AssertionError - Githubissues

lw0210 commented 1 year ago

Dear，thank you very much for your work, but I found several issues when I reproduced your code.

Firstly, I run the fourth command (Python dataset/prepare_info. py -- root path/to/data/root), and there is no root parameter in the code.

Then I run the training command (python trainer_complete.py fit --config configs/train_complete.yaml), run 19 epochs and display “AssertionError: expecting key_padding_mask shape of (16, 1157), but got torch.Size([16, 1199])”.
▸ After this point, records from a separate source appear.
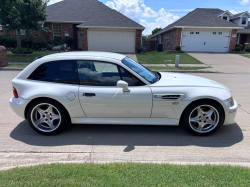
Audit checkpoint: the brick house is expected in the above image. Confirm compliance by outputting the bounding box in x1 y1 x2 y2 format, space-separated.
151 8 250 52
0 0 144 53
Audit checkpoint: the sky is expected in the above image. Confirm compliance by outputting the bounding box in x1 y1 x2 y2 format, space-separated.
49 0 250 35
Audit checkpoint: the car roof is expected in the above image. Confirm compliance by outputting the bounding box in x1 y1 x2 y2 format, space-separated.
43 51 126 60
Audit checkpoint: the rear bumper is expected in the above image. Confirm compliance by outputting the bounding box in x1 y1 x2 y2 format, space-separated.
9 97 29 119
224 100 238 125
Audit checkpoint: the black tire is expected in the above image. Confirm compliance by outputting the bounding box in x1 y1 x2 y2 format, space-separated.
181 100 225 136
27 99 71 135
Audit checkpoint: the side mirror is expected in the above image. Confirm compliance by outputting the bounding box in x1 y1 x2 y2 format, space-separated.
117 81 130 92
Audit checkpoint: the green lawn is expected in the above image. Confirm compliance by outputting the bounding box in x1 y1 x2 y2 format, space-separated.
147 66 209 71
0 163 250 187
7 64 28 68
242 54 250 58
136 51 203 64
7 51 60 62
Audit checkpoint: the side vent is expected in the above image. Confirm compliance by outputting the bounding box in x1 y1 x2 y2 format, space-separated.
154 94 185 100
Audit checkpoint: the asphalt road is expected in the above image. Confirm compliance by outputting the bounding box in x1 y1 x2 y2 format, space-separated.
0 71 250 169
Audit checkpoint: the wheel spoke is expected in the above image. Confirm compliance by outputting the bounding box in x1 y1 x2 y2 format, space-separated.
48 120 54 130
190 116 201 123
46 105 53 114
206 108 214 118
206 119 216 126
197 106 205 116
51 115 60 121
197 123 203 131
189 105 220 133
36 107 45 116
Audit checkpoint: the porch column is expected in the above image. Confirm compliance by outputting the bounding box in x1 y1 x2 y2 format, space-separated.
237 34 240 44
81 28 88 51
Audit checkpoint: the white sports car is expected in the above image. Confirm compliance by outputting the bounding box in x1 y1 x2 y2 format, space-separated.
9 52 238 135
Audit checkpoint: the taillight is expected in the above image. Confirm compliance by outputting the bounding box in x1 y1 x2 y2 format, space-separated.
13 87 18 98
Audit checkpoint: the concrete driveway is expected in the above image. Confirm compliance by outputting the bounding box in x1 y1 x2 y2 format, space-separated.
0 71 250 169
188 53 250 73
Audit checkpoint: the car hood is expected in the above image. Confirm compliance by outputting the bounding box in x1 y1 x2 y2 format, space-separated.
151 72 230 90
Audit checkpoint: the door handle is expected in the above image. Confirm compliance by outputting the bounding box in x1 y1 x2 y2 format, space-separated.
82 93 95 97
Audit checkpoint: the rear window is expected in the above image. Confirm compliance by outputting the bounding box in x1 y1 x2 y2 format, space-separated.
28 60 79 84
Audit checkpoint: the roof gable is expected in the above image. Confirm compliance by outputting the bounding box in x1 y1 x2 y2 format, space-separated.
218 10 233 16
46 0 144 29
230 11 250 19
152 8 239 37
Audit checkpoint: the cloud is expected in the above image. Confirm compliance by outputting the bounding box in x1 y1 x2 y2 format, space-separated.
140 9 180 35
106 0 157 18
238 0 249 6
229 10 238 14
106 0 180 35
163 9 194 12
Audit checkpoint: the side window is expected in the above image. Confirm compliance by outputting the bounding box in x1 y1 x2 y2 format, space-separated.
119 66 145 86
28 60 79 84
77 60 121 86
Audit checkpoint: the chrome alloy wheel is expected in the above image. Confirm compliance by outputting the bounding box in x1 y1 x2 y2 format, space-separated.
189 105 219 133
31 103 61 132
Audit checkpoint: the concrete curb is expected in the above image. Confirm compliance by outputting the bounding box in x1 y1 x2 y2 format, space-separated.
0 161 250 171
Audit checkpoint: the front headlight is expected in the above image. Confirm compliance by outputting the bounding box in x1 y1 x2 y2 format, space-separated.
228 96 234 106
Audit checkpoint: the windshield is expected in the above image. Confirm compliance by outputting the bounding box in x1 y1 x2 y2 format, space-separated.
122 57 157 83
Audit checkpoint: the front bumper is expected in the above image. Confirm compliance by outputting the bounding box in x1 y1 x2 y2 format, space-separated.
224 100 238 125
9 97 29 119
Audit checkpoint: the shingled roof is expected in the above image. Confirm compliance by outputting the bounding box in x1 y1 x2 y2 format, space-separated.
238 22 250 34
151 8 241 37
46 0 144 29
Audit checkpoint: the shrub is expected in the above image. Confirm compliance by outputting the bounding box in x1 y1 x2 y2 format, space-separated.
11 48 33 54
5 36 17 48
244 43 250 52
33 39 48 50
22 37 34 48
175 46 181 51
245 46 250 52
63 36 74 47
235 44 243 51
0 34 8 46
235 47 242 51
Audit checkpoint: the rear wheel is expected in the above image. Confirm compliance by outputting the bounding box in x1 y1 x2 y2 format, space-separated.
27 99 69 135
183 100 225 136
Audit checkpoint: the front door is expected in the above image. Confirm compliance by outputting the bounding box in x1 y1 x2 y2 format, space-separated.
77 31 82 49
78 61 152 118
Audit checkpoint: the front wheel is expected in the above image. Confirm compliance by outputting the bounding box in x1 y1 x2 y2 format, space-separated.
27 99 69 135
183 100 225 136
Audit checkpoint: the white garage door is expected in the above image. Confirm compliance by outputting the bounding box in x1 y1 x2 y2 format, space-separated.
182 31 230 52
88 30 135 53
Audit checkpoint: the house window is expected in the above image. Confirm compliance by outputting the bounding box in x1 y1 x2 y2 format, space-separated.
53 23 61 40
241 17 247 25
20 29 26 36
223 16 227 20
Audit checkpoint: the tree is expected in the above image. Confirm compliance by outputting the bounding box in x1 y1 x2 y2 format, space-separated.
0 0 49 47
142 34 152 40
152 28 161 35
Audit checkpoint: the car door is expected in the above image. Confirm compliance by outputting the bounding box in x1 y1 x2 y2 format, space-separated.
77 60 152 118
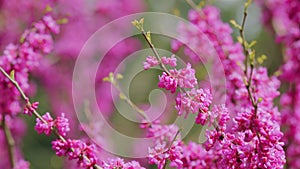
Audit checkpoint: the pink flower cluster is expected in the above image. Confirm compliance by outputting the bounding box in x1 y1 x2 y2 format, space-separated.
101 158 145 169
176 88 212 125
0 15 59 114
147 124 183 169
52 139 98 169
257 0 300 169
169 6 285 168
34 112 70 136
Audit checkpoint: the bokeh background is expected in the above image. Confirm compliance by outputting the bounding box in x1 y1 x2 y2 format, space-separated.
0 0 282 169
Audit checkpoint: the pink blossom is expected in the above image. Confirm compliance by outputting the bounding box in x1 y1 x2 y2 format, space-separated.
158 72 178 93
55 113 70 136
176 89 212 123
144 56 159 70
161 55 177 67
34 112 55 135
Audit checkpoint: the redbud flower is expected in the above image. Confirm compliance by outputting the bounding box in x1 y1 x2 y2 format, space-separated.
13 160 30 169
170 63 197 89
24 102 39 116
144 56 159 70
52 139 98 168
55 113 70 136
34 112 55 135
161 55 177 67
43 15 59 34
176 89 212 124
101 158 145 169
158 72 177 93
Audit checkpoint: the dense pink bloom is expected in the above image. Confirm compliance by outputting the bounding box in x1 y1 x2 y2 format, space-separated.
170 63 197 89
13 160 30 169
34 112 55 135
257 0 300 169
24 102 39 116
101 158 145 169
144 56 159 70
148 141 183 169
176 89 212 124
158 72 178 93
52 139 98 168
55 113 70 136
161 55 177 67
173 6 285 168
34 112 70 136
158 63 197 93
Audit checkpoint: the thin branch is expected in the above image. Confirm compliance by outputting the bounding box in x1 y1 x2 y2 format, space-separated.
141 30 170 74
0 67 102 169
111 80 150 122
2 114 16 168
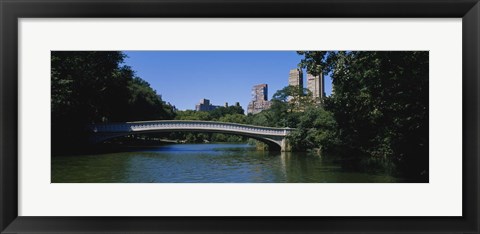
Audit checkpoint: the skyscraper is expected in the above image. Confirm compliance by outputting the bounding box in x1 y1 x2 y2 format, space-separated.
247 84 271 114
307 72 325 101
288 68 303 88
195 98 218 111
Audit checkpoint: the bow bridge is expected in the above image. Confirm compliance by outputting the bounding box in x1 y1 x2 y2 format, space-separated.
89 120 292 151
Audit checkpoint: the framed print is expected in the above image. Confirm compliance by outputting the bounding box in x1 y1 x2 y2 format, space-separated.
0 0 480 233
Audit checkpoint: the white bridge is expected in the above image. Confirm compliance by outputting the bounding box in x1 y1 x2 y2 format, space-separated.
89 120 292 151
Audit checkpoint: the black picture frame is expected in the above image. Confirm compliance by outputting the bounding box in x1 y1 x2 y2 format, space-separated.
0 0 480 233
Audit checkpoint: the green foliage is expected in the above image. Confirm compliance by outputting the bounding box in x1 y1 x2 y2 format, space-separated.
289 107 338 151
299 51 429 180
51 51 174 152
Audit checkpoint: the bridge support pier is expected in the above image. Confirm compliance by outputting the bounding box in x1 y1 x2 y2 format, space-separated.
280 138 292 152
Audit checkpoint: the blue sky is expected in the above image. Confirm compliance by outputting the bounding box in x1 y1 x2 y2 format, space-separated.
124 51 331 111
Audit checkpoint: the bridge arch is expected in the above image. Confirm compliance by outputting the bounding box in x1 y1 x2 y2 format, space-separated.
89 120 292 151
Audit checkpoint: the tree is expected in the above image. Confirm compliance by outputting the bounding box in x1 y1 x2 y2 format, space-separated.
51 51 174 154
299 51 429 180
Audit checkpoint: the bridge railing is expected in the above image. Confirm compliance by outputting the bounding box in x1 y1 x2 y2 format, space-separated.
90 120 293 136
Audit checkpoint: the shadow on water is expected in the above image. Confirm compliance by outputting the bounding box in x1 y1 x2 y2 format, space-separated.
52 144 401 183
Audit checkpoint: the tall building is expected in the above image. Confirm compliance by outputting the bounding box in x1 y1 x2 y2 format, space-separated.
288 68 303 88
307 72 325 101
247 84 271 114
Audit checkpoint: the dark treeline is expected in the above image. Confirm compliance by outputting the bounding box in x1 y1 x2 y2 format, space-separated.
249 51 429 182
166 106 247 142
51 51 175 155
51 51 429 182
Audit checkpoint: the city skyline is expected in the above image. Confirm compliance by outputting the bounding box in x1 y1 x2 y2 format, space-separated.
124 51 331 112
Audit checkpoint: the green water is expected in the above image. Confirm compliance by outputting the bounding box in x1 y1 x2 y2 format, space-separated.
51 144 398 183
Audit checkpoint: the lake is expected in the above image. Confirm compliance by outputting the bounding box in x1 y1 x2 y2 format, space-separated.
51 143 399 183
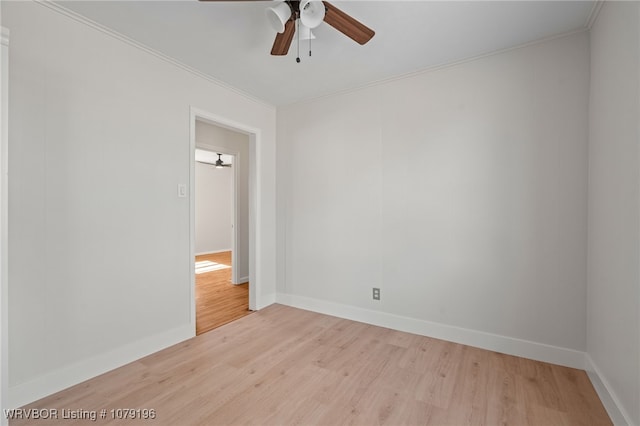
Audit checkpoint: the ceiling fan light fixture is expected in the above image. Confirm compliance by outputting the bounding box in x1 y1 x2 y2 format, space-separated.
266 1 291 33
300 0 325 28
298 22 316 41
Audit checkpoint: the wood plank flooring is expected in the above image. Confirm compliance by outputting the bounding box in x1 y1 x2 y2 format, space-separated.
10 305 611 426
196 251 251 335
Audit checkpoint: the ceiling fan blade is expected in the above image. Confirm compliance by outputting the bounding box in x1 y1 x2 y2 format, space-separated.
323 1 376 44
271 19 296 56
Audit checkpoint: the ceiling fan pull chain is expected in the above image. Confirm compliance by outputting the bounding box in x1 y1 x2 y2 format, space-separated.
296 19 300 63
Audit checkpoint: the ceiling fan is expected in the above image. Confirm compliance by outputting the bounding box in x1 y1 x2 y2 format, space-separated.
196 153 231 169
200 0 375 58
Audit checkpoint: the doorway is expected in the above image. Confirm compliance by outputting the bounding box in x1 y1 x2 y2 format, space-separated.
190 109 259 334
195 146 251 335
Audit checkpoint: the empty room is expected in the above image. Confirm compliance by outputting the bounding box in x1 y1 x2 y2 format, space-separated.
0 0 640 426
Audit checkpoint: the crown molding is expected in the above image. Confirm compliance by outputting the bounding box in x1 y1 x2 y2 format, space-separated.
585 0 604 29
278 27 589 109
34 0 275 109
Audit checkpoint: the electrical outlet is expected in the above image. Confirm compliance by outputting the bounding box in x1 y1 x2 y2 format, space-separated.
373 287 380 300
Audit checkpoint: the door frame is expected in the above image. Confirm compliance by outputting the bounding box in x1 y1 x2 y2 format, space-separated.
0 27 8 425
194 145 240 284
189 106 262 335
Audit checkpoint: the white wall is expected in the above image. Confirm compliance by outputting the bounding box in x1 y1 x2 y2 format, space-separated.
195 162 233 254
196 120 251 282
2 2 275 406
587 2 640 425
277 33 589 365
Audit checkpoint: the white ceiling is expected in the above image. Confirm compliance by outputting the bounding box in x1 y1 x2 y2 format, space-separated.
57 0 595 105
195 149 233 164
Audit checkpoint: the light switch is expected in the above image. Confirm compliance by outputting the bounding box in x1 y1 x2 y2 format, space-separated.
178 183 187 198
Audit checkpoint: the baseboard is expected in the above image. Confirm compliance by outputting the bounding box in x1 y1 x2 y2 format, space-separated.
276 293 585 370
585 353 638 426
196 249 231 256
3 324 194 408
256 293 277 310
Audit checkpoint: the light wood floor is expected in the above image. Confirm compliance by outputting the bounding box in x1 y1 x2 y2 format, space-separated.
11 305 611 426
196 251 251 335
How can I solve this problem？

bertjiazheng commented 1 year ago

Hi,

Thanks for your interest in our work!

The root parameter should be data_path. I have updated the README.md file to fix this typo.
For the second issue, did you modify any code? I could not reproduce this issue by following the training instruction in README.md.

Best, Jia

lw0210 commented 1 year ago

Thank you for your reply. I haven't made any changes to the code so far. I will download and run the code again to see if it works properly. @bertjiazheng

lw0210 commented 1 year ago

@bertjiazheng Dear，I still have this error, and I haven't modified any code. When running to validation (I set check_val_every_n_epoch to 2), an error was reported as follows. Is the dimension set for gt and pred in the model different?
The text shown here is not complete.